Os que memoram a grande e a pequena história do Vale do Côa reconhecerão em Robert Bednarik um dos seus mais encarniçados detractores. Uma singular e auto-enfática personagem que nunca deixa por mãos alheias a defesa das suas mais espampanantes teses sobre a modernidade dos gravados de Foz Côa, já que aparentemente ninguém o levará a sério - o que ele próprio tenta ingloriamente psicanalisar no seu textinho de 2008 citado adiante.
Dois textos recentes deste australiano impenitente trazem de novo à colação a problemática do Côa com o seu cotejo de originais considerandos eivados de forte e proclamada "cientificidade" (lá voltamos ao pastiche da microerosão na macieza dos xistos!), embora o argumentário continue a ser o mesmo e empastelado arrazoado de lugares-comuns, mesclado de algumas mentiras e semi-verdades. E desta vez, não contente em continuar a denegrir a arte do Côa (e a arqueologia portuguesa no seu todo), ignorando intencionalmente a evidência arqueológica que ali foi e vem sendo demonstrada, RB atira-se a Siega Verde, considerando que as suas gravuras não poderão ter mais de dois séculos!! E isso com muito boa vontade, dizendo confiar mais nas suspeições e saber popular dos aldeões de Castillejo de Martin Viejo (a aldeia perto de Siega Verde), do que nas deduções e ciência arqueológica dos que estudaram a arte rupestre presente no sítio! É pois um verdadeiro encontro de aldeões tamanha conclusão.

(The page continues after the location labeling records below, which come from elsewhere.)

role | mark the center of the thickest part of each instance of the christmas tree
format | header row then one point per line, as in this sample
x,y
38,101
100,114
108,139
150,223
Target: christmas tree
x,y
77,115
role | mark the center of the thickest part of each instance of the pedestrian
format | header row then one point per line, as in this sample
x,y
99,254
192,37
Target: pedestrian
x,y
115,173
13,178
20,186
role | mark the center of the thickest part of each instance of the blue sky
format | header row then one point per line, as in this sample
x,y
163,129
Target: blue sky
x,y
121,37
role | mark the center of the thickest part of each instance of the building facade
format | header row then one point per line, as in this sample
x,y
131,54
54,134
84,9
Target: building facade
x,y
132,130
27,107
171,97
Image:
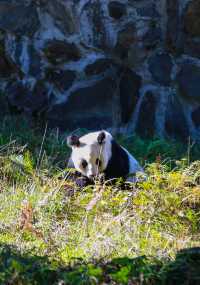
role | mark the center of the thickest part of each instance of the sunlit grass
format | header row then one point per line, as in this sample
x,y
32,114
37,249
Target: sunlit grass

Tudo isto está agora de novo contido nos artigos "Fluvial erosion of inscriptions and petroglyphs at Siega Verde, Spain" [Journal of Archaeological Science, 36 (2009), 2365-2373]; e "Lecture Nº 4, Mistakes in Pleistocene archaeology" (Semiotix Course 2008, sepª de 12 p.). Que evidentemente não vou aqui escalpelizar (outra vez? não!), mas não posso deixar de assinalar, chamando a atenção para a original história da evolução da salvação e estudo da arte do Côa na visão de Bednarik (num capitulozinho da Lecture) e onde (imagine-se) sobressaiem uma bela e um monstro. Que não serão difíceis de identificar, mesmo para quem não se der ao trabalho de passar os olhos por essa visão humorística da longa batalha do Côa. Concedendo ao monstro uma verdadeira arte da prestidigitação na rústica ciência com que geriu todo o processo e na mistificação com que enganou, não meio-mundo, mas quase todo um mundo (excepto, é claro, Bednarik e talvez algum dos seus lusos amigos).

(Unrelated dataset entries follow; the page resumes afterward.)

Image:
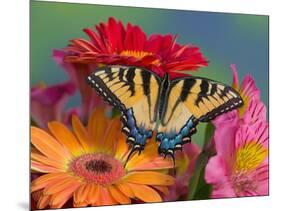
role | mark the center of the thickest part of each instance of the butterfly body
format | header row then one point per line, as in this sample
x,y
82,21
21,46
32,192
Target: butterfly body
x,y
170,108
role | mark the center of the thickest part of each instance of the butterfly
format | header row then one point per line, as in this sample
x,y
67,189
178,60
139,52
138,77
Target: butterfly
x,y
170,108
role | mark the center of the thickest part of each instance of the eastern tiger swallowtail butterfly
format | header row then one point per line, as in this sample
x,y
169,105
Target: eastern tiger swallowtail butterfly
x,y
171,108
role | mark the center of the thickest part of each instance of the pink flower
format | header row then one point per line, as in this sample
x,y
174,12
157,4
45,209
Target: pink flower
x,y
47,103
248,89
253,108
240,167
185,162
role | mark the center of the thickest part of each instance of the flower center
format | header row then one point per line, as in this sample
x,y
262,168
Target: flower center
x,y
250,156
97,168
139,55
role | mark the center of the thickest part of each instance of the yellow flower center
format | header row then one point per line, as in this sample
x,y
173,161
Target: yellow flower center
x,y
250,156
139,55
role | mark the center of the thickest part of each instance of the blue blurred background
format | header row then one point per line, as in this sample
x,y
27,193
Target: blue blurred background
x,y
223,38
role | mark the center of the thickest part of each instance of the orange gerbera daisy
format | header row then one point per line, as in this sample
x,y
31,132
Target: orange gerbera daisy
x,y
89,166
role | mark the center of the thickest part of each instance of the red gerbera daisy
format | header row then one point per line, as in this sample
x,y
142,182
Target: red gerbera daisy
x,y
112,43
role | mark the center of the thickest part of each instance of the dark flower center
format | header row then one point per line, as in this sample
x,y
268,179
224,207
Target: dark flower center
x,y
99,166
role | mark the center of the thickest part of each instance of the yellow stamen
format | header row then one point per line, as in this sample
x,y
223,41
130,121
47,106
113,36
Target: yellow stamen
x,y
250,156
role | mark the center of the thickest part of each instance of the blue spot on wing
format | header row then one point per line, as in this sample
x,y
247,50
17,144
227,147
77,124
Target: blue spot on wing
x,y
137,135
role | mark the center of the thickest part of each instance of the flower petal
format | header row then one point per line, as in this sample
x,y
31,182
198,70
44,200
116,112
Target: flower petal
x,y
216,174
93,194
47,179
43,201
60,198
47,103
47,161
105,197
65,137
96,128
125,189
145,193
48,145
149,178
118,195
80,195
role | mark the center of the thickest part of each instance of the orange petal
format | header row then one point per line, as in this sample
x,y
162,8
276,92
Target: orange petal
x,y
105,197
149,153
80,195
155,164
47,179
126,189
96,127
121,149
163,189
49,146
60,185
118,195
81,133
47,161
145,193
59,199
93,194
43,201
65,137
149,178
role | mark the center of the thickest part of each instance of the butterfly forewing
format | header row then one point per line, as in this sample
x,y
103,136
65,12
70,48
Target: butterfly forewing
x,y
129,87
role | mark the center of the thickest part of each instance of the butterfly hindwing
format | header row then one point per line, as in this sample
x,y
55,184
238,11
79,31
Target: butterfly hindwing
x,y
191,100
134,92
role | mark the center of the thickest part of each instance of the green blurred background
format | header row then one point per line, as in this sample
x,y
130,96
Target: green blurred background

É verdade que o Vale do Côa sofre de um pecado original, ainda e sempre assombrado pelo fantasma da barragem do Baixo Côa. E isto tudo inquina, como aliás se tem visto em episódios de tramitação recente. A que se somam as enquistadas diatribes de Bednarik, acobertadas nas páginas de revistas que se pretendem científicas. E para quem a arte do Côa não ultrapassará os 400 anos - com uma ou outra coisa, diz o homem, que chegará ao Neolítico, e isto lembra-me o discurso corrosivo de Veiga Ferreira sobre a arte do Tejo, onde era tudo moderno excepto uma rocha do Neolítico perdida nos xistos de Fratel!! mas que, como foi afogada, entrou no olvido.

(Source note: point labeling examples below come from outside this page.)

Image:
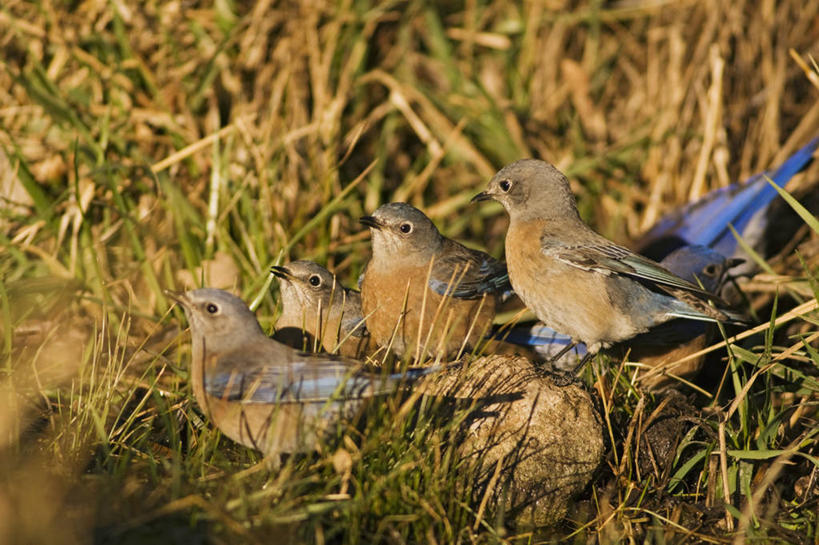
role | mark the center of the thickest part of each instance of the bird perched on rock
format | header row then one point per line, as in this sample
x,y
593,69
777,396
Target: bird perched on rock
x,y
263,394
316,306
422,293
577,281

Claro que esta polémicazinha de segunda ordem que Bednarik pretende reacender, não tem hoje direito a títulos gordos e parangonas de imprensa, mas não deixa de ser um nostálgico remanescente dos idos de 95 e pela pena de quem ao tempo se oferecia já à companhia de electricidade para "demonstrar" que tudo aquilo era moderno e assim... a barragem podia avançar.
Quanto aos auroques do Côa (e de Siega Verde), tornam a ser touros de lide espanhóis (Spanish fighting bulls). E os cavalos são domésticos e bem arreados, tudo por entre centenas de inscrições modernas (onde? onde?). E a estória dos líquenes? Um verdadeiro conto da carochinha, agora de novo remontado por Bednarik... para verdadeira ilustração das criancinhas!!